Chris Tavares christophertavares at earthlink.net
Mon Apr 29 02:47:37 EDT 2002


"Raymond Hettinger" <python at rcn.com> wrote in message
news:aaim48$7fd$1 at bob.news.rcn.net...
[ ... snip ... ]
>
>     I propose that a simple means be provided to re-enable those functions
> at
>     will when they are needed to run old code.  Add a command line
option -b
>     and an equivalent environment variable, PYTHONBUILTINRESTORE which
would
>     start-up Python by running:
>
>         from functionals import map, filter, reduce
>         from math import pow, divmod
>         from deprecated import input
>

No, no, no, no, no, no, no, no, no. This would place the burden of calling
this code correctly on the end user. How's the average programmer going to
know when to use -b? What if somebody set PYTHONBUILTINRESTORE once, then
trashes his .bashrc file, and now none of his previously working Python code
works? These kinds of command line switches are evil.

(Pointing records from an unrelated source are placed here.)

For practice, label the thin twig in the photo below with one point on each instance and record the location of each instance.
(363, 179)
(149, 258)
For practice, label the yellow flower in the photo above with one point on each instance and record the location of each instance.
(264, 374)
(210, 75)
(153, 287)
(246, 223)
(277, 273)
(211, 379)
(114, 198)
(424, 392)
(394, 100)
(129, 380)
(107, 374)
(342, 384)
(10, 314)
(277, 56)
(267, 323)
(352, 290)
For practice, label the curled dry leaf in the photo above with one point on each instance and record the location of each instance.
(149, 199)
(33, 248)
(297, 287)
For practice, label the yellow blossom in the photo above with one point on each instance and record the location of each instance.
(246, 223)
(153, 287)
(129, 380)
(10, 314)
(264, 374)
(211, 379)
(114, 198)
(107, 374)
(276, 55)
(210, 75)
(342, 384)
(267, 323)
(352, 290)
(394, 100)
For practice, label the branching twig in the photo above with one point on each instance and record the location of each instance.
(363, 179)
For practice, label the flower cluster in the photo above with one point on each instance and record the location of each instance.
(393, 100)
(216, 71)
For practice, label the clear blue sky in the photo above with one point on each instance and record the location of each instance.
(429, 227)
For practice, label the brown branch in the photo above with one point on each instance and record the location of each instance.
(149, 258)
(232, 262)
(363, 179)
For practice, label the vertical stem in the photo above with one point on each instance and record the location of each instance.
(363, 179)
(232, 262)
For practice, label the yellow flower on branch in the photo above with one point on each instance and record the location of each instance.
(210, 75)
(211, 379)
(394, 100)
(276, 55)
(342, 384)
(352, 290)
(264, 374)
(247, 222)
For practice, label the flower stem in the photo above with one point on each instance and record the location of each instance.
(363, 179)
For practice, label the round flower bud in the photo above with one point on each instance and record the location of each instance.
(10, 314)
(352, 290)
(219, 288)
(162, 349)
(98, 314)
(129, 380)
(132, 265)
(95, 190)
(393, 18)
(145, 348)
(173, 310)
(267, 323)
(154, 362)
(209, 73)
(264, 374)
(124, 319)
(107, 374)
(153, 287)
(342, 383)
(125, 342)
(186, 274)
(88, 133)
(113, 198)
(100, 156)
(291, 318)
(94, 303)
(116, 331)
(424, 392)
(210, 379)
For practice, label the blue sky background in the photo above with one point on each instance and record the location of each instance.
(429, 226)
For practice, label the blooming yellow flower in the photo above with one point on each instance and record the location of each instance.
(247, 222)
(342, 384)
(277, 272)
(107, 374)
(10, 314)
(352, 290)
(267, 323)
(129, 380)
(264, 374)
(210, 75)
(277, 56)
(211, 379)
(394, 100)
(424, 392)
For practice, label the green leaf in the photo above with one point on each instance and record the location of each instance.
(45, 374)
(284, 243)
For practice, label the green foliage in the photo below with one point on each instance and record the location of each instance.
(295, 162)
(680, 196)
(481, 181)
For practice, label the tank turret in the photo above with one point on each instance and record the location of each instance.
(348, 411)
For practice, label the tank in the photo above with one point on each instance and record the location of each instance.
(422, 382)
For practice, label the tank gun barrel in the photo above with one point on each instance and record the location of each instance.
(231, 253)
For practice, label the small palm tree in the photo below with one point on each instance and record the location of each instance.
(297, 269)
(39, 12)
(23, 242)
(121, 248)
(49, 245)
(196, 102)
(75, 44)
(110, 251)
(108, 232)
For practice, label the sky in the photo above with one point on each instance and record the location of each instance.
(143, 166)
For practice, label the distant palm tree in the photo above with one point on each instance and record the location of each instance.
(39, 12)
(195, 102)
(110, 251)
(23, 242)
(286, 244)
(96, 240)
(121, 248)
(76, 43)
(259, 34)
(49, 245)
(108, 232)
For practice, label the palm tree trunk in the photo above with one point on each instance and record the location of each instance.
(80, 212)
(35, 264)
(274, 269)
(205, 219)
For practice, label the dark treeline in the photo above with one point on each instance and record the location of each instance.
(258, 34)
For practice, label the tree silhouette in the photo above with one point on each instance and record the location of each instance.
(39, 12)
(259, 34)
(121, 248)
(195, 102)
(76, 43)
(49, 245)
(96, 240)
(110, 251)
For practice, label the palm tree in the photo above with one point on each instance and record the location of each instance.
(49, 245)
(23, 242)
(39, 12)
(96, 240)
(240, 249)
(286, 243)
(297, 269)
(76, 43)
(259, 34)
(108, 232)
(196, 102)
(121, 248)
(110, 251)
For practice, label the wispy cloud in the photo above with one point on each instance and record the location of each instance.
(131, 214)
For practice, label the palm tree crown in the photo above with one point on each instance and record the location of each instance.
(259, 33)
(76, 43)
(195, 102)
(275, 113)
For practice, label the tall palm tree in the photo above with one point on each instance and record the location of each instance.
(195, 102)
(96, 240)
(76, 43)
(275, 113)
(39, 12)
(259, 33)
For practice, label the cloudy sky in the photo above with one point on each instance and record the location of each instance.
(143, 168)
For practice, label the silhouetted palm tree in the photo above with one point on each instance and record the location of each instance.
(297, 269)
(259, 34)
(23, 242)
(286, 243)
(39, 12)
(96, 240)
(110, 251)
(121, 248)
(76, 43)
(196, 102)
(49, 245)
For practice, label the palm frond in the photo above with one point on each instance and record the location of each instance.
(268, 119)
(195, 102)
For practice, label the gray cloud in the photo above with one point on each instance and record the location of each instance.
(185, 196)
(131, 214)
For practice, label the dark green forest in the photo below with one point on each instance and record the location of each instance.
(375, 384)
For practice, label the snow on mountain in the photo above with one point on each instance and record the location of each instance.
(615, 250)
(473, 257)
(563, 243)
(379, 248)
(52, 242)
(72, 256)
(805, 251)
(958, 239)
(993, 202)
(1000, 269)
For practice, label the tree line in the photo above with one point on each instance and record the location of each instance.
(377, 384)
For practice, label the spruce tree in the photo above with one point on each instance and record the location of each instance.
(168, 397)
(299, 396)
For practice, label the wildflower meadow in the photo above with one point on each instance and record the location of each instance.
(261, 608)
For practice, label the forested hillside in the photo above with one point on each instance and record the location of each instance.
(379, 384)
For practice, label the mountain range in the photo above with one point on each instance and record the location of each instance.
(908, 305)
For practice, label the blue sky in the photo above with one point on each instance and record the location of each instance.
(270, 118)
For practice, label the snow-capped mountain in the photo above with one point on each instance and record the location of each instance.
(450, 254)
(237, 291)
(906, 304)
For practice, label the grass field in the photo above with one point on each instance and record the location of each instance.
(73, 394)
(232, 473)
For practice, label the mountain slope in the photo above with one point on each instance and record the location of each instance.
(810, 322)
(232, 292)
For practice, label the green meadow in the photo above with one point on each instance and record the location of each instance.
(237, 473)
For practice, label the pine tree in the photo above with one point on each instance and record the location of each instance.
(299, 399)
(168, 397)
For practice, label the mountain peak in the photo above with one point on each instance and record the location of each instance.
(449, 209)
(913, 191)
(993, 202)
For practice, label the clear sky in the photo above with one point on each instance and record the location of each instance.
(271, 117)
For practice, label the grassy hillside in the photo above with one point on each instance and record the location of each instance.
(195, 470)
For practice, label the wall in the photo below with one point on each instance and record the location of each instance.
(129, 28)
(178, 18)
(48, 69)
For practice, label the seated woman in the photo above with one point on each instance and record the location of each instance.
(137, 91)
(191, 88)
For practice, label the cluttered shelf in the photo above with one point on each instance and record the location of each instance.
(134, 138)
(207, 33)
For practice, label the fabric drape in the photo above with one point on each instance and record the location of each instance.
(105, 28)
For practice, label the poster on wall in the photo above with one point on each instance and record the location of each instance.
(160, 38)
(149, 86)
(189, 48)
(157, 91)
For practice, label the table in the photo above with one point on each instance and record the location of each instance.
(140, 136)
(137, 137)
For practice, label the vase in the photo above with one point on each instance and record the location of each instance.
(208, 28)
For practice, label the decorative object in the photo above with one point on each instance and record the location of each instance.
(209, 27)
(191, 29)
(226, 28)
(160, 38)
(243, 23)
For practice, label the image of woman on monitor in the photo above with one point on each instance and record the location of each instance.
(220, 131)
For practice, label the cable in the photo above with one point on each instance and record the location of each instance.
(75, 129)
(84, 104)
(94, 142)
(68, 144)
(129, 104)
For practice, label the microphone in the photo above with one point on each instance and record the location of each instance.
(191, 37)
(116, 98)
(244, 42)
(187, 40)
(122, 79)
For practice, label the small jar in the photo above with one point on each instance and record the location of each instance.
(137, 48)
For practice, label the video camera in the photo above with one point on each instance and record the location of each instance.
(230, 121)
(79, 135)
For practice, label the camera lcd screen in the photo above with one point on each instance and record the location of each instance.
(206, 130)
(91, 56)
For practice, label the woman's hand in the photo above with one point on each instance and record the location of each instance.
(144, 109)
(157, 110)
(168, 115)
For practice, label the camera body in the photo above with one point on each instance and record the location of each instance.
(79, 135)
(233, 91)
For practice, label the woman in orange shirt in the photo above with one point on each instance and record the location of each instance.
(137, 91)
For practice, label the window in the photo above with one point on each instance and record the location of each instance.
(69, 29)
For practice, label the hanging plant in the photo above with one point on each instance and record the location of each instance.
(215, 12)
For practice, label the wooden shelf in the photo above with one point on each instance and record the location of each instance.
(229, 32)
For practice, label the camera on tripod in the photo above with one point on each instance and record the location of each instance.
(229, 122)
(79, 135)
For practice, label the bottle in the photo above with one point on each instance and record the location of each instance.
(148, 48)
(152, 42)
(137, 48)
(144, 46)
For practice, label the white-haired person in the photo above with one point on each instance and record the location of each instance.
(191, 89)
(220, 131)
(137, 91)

Also, what about environments without command lines? Python runs on a lot
more than just Unix.

The "directive" needs to be in the code. And you've already provided the
form of this directive: the import statements above.

I would think the reasonable migration would be to add the modules listed
above (or add the functions as mentioned), but leave the builtins for a
version or two. Then remove the builtins.